Le cours n'a pas duré longtemps. Cela s'est terminé à 18h30.
* Ricardo Iannace Il est professeur au programme de troisième cycle d'études comparées des littératures de langue portugaise à la FFLCH-USP. Auteur, entre autres livres, de Murilo Rubião et les architectures du fantastique (Edusp). [https://amzn.to/3sXgz77]
Référence
Ray Bradbury, Fahrenheit 451: la température à laquelle le papier d'un livre prend feu et brûle. Traduction : Cid Knipel, São Paulo, Globo, 2009. [https://amzn.to/3H4kwup]
notes
[I] Carlos Eduardo Ornelas Berriel, « Préface », In Lucídio Bianchetti et Juares da Silva Thiesen (éd.), Utopies et dystopies de la modernité. Éducateurs en dialogue avec T. Morus, F. Bacon, J. Bentham, A. Huxley et G. Orwell. Ijuí, Éd. Unijuí, 2014, p. 17.
[Ii] Antonio Candido, « Le droit à la littérature », Divers écrits. 3e éd. tour. et ampli. São Paulo, Duas Cidades, 1995, p. 249.

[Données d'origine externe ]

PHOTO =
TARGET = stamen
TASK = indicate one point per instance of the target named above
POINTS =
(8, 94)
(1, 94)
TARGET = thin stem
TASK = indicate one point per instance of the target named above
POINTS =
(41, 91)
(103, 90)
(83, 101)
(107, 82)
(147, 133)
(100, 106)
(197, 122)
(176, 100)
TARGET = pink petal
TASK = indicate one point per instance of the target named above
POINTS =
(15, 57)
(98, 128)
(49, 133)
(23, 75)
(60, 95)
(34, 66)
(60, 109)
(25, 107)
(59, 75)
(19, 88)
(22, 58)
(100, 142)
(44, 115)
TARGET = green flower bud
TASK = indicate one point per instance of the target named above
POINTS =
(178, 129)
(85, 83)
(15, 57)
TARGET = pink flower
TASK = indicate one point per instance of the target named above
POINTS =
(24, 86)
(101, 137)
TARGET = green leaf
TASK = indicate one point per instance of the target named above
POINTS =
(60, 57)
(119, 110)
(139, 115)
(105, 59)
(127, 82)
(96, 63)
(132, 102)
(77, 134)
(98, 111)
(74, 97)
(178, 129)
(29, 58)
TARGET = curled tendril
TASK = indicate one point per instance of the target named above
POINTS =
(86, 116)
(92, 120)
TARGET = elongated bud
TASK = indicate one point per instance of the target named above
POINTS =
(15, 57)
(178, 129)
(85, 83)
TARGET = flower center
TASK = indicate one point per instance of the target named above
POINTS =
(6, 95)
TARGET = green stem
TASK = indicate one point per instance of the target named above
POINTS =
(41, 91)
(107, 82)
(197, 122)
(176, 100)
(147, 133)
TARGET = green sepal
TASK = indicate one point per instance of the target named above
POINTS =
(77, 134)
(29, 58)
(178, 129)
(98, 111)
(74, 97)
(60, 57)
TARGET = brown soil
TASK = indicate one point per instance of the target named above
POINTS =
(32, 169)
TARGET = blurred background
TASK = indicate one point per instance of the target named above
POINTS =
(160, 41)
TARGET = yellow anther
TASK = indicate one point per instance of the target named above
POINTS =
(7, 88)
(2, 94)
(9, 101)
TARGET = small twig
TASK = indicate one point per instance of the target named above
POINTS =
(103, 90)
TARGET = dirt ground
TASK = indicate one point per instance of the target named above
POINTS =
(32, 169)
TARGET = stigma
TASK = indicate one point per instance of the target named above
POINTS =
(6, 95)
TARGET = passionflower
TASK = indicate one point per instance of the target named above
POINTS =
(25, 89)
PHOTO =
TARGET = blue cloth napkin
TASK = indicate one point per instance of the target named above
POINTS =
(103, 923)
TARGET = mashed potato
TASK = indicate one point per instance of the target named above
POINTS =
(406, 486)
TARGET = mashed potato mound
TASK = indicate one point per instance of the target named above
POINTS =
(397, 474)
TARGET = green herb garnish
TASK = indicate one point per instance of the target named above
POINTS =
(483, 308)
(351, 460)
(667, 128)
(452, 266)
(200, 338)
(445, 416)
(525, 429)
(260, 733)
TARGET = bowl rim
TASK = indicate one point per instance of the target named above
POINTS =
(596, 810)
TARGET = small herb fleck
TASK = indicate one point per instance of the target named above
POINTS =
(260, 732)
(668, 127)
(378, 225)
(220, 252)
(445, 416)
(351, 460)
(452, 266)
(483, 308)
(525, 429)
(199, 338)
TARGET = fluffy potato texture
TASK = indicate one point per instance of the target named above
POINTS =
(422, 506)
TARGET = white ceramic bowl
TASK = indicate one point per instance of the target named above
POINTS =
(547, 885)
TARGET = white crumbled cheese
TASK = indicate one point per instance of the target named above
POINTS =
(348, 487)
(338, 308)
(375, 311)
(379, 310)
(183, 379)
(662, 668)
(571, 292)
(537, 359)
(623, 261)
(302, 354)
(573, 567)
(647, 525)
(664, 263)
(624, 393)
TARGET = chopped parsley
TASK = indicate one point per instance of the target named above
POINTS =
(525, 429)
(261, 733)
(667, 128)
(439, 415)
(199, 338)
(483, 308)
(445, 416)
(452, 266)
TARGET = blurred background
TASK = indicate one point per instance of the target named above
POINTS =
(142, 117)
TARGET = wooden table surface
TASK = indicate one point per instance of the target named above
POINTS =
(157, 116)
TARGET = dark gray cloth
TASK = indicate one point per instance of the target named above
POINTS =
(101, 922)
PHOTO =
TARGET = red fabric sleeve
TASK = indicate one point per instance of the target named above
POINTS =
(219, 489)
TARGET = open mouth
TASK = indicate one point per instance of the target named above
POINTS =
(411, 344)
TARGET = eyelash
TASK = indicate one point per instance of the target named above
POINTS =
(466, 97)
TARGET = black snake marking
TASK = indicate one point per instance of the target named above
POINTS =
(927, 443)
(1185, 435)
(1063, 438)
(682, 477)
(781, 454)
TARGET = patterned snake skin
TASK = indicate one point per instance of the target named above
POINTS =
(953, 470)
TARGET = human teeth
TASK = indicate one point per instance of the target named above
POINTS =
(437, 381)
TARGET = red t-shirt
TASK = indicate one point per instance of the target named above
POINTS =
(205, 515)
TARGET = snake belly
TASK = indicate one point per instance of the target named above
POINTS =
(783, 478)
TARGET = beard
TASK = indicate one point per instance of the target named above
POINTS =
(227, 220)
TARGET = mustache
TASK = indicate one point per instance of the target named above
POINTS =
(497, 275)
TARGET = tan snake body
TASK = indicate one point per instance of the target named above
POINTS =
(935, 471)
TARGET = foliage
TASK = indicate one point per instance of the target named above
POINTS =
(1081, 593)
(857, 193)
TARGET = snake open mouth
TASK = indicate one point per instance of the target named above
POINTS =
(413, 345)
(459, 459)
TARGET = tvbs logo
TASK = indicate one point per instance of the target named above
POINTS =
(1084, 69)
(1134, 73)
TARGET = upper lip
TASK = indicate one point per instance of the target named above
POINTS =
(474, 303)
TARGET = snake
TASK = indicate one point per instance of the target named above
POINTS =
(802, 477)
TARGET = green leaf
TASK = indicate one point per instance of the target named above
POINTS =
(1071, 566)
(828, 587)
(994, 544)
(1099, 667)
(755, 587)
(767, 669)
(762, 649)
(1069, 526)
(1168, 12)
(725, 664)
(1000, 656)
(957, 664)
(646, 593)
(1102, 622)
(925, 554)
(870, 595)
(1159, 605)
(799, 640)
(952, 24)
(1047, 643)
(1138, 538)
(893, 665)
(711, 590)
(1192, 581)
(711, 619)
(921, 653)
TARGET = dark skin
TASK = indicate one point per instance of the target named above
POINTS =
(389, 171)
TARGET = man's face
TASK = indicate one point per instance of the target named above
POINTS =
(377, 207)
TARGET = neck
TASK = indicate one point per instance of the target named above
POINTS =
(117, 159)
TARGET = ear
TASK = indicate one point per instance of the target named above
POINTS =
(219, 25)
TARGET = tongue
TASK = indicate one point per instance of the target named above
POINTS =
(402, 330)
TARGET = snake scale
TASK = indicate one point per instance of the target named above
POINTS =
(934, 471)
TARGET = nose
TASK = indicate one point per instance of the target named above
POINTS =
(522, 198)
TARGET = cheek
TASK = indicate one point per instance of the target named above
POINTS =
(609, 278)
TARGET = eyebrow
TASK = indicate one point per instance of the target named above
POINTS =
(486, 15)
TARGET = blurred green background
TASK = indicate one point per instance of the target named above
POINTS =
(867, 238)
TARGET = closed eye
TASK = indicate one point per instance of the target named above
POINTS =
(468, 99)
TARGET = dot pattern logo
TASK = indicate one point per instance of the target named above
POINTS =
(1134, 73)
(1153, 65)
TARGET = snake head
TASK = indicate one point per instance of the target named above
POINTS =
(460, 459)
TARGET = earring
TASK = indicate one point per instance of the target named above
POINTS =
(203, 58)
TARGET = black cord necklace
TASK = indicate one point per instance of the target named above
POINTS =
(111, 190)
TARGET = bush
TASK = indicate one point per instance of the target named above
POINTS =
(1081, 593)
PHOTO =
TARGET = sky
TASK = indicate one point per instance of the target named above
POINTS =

[Iii] Roland Barthes, Classe,trans. Leyla Perrone-Moisés, São Paulo, Cultrix, 1989, p. 19 [Soulignement de l’auteur].
[Iv] FAHRENHEIT451. Réalisation : François Truffaut. États-Unis, Universal, 1966 (111 min, fils, couleur).
[V] FAHRENHEIT451. Réalisateur : Ramin Bahrani. États-Unis, HBO Films, 2018 (100 min, fils, couleur).
[Vi] Tim Hamilton, Fahrenheit 451: un roman graphique autorisé par Ray Bradbury, trans. Ricardo Lisias et Renato Marques, São Paulo, Globo, 2011.
[Vii] Italo Calvino, Pourquoi lire les classiques », dans Pourquoi lire les classiques, trad. Nilson Moulin, São Paulo, Companhia das Letras, 2007, p. 11 et 14, respectivement.